Friends of the Earth’s head of policy, Mike Childs, said: “Labour’s pledge to develop the UK’s enormous homegrown renewable energy potential is great news that will help to power the transition to a green economy that we so urgently need.

“But the party mustn’t rest on its laurels just because it has one strong green policy. We’re yet to hear how it intends to tackle the enormous carbon pollution created by transport and heating our homes, for example, which can be addressed by rolling out a nationwide programme of insulation, funding the switch to heat pumps, and delivering a true public transport renaissance.”

He called on all parties to strengthen their green commitments.

Alasdair Johnstone from the Energy and Climate Intelligence Unit said: “The UK has spent £100 billion on gas during the energy crisis of the last couple of years, placing a burden not only on bill payers but also tax payers as bills were subsidised.

“With prices set to go up again in October, there will be a need to insulate from more gas price volatility.

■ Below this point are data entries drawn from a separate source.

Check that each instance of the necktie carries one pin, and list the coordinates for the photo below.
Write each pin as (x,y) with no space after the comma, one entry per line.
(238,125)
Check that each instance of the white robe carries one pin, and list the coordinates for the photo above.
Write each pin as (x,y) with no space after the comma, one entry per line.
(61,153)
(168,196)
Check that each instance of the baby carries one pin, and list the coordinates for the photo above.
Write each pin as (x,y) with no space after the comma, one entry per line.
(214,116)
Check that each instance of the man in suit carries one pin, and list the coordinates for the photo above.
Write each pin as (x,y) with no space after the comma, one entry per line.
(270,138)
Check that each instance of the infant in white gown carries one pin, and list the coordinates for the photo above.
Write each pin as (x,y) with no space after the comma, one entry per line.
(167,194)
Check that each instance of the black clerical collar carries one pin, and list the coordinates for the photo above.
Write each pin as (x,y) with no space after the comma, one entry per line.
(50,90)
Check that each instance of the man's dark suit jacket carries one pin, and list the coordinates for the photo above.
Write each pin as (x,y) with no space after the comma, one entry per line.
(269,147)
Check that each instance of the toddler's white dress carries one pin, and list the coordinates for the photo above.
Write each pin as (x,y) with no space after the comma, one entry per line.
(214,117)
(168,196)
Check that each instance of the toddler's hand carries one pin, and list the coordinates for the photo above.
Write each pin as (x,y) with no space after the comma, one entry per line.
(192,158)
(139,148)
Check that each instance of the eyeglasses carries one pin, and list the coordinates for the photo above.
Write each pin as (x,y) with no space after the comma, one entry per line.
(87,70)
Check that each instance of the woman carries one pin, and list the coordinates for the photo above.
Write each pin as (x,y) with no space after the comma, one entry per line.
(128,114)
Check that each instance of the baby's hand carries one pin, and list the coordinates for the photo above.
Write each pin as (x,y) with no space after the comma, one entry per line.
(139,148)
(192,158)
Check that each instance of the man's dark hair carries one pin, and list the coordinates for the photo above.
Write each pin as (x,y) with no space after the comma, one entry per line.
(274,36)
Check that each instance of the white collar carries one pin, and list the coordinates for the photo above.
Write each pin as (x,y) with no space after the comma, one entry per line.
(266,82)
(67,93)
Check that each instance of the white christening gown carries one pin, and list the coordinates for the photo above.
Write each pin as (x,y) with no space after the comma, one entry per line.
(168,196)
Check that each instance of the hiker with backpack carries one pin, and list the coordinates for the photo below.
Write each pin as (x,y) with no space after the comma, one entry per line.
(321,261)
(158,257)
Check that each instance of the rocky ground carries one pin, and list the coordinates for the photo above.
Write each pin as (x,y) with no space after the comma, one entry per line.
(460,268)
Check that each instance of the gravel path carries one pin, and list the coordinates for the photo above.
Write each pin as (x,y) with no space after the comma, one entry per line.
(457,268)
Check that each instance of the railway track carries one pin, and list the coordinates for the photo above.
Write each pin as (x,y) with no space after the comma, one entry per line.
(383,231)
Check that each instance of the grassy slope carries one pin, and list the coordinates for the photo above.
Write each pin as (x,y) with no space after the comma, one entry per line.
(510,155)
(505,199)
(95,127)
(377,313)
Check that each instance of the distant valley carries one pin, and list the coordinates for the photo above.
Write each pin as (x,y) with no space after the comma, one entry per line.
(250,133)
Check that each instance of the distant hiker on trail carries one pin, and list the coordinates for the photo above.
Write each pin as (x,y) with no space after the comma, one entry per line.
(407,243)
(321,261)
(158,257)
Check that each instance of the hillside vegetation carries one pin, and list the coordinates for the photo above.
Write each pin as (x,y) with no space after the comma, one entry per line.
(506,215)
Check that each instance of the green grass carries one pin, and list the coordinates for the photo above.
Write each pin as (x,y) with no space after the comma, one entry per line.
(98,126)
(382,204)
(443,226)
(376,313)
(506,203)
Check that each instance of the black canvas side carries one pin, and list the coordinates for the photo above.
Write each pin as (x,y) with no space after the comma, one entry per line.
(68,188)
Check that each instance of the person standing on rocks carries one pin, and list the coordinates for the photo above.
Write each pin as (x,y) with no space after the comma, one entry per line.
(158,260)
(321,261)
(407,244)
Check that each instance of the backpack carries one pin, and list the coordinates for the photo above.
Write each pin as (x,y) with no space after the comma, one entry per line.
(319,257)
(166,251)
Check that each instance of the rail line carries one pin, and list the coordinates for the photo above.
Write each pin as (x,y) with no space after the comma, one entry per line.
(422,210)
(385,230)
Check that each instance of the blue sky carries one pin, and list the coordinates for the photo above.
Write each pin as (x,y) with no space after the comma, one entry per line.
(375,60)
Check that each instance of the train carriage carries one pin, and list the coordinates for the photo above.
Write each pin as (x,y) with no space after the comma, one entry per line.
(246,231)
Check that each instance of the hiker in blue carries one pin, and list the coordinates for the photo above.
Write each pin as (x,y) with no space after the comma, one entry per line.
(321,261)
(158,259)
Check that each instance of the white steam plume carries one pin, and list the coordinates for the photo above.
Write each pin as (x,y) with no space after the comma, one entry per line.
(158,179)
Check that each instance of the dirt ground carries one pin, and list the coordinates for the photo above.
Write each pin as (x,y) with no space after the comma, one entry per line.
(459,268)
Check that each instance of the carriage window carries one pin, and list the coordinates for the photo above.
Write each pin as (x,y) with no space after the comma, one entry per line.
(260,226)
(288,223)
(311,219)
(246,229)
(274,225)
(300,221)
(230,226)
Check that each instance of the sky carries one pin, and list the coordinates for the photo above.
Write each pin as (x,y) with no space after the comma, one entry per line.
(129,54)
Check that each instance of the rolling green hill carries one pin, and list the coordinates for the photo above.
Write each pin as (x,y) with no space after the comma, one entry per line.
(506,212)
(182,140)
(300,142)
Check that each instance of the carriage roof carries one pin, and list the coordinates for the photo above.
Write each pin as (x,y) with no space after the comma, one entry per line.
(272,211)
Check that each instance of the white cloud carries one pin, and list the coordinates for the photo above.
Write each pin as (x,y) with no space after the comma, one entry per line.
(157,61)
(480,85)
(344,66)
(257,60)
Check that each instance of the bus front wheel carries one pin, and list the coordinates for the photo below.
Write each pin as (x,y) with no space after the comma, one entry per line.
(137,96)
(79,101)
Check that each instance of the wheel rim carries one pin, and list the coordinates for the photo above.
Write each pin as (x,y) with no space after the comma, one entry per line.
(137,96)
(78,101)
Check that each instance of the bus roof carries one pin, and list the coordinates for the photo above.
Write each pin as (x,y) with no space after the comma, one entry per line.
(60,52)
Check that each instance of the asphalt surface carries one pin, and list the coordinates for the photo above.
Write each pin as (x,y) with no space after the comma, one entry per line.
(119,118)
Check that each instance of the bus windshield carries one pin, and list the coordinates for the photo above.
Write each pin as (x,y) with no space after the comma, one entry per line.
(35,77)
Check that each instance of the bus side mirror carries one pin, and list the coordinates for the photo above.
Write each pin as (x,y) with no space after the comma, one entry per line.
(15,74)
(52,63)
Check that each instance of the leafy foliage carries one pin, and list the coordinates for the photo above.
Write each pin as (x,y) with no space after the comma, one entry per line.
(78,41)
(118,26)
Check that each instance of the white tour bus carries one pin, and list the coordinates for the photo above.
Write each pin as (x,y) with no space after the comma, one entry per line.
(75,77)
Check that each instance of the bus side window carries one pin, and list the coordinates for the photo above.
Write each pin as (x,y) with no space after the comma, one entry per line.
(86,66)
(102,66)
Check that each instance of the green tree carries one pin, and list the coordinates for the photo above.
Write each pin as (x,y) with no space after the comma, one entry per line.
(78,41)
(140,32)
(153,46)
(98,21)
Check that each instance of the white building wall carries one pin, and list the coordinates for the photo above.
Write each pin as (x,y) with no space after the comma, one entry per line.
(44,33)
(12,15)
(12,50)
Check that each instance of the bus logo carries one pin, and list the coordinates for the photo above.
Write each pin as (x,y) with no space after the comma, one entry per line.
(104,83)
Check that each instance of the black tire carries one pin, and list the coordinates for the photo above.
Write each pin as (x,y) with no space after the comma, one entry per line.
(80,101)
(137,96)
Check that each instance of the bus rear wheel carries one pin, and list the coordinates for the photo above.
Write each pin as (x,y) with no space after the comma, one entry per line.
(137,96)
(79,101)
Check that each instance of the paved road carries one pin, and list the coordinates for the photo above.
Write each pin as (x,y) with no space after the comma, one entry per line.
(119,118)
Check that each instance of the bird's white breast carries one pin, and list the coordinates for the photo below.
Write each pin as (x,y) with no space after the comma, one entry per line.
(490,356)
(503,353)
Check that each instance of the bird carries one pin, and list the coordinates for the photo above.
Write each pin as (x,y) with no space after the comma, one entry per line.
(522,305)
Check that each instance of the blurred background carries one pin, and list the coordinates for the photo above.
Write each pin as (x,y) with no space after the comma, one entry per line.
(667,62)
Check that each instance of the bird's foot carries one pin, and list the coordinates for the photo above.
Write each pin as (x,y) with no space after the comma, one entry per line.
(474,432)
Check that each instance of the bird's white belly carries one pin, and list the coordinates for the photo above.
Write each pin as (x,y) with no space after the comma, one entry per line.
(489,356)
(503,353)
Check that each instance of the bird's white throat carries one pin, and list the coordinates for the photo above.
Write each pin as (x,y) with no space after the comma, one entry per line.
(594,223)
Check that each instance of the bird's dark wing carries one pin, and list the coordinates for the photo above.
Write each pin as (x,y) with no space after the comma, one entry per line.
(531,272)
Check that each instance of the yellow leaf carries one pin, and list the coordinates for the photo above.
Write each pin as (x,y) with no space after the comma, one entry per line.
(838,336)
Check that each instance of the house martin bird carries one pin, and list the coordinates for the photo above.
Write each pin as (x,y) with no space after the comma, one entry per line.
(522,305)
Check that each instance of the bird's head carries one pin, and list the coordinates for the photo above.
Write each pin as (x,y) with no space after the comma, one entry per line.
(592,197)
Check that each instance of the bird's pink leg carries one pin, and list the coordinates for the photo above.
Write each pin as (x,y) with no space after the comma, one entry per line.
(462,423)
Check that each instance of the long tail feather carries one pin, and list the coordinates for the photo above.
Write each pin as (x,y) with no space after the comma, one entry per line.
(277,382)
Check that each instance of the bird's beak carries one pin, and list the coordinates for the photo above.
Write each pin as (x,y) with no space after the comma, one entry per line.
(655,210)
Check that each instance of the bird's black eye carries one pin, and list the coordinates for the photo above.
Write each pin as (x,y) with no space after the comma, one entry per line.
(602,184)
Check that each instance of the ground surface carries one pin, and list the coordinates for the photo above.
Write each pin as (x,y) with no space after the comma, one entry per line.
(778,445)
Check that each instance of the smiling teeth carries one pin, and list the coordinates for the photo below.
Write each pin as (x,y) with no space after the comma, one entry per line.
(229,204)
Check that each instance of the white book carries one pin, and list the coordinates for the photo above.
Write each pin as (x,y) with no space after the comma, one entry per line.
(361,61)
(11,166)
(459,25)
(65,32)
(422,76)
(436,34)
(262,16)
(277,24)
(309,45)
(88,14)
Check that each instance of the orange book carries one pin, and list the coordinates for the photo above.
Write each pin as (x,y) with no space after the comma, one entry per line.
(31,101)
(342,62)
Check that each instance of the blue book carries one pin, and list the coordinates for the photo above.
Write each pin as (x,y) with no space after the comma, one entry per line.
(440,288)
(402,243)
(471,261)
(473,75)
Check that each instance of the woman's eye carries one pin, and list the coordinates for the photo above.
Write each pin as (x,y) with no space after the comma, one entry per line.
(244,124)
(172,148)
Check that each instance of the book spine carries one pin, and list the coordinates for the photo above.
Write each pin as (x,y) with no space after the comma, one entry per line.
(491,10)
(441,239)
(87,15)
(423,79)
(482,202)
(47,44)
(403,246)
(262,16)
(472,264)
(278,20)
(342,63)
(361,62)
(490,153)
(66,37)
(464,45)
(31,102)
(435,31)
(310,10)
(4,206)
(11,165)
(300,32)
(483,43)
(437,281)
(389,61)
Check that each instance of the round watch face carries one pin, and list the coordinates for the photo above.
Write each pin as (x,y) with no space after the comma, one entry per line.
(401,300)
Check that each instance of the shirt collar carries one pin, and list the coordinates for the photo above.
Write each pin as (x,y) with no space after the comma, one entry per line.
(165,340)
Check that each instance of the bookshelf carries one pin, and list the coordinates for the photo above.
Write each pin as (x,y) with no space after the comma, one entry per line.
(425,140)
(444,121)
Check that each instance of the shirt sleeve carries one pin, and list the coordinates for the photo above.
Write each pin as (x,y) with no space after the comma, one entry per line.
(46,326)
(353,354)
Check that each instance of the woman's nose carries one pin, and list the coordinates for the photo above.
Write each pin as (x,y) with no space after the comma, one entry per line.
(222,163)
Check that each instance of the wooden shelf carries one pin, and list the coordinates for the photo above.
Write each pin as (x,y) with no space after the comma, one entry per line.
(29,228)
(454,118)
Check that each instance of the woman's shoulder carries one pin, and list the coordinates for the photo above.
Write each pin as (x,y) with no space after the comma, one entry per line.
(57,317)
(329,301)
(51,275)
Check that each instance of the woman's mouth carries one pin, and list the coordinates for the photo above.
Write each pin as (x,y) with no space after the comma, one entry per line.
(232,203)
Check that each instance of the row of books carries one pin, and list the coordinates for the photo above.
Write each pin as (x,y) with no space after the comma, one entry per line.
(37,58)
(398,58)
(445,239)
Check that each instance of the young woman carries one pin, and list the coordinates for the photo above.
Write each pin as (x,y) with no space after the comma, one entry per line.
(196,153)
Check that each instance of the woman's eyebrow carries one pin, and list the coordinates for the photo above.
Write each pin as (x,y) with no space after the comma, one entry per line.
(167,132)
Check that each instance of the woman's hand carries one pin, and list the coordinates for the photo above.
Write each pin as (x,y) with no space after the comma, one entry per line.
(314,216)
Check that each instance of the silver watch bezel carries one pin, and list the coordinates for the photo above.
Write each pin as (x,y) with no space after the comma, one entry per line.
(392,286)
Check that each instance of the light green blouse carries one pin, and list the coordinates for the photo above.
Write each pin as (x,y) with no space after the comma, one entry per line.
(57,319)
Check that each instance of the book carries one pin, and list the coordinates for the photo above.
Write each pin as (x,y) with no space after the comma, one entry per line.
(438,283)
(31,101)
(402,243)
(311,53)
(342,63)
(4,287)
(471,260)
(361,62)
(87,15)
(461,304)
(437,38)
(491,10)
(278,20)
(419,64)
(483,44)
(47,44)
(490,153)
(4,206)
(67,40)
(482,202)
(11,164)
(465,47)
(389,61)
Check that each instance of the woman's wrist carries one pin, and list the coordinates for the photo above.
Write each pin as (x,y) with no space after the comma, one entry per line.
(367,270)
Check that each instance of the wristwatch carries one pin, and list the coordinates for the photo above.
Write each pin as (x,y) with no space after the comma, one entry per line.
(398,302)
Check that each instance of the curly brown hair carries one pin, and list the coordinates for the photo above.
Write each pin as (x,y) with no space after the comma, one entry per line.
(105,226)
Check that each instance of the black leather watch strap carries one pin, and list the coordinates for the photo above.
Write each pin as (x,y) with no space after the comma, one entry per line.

This means using less gas and more British renewables along with insulating homes so they leak less heat.

“Recent polling showed that the public think that the best long-term solution to the energy crisis is to decrease dependence on gas and transition to renewable energy.”

Max Wakefield, co-director of climate charity Possible, said: “Lifting the ban on onshore wind is one the quickest and best things an incoming government can do for the climate and our country.

“It’s clean, it’s cheap, it’s popular and it will bring down bills as a homegrown renewable energy source.”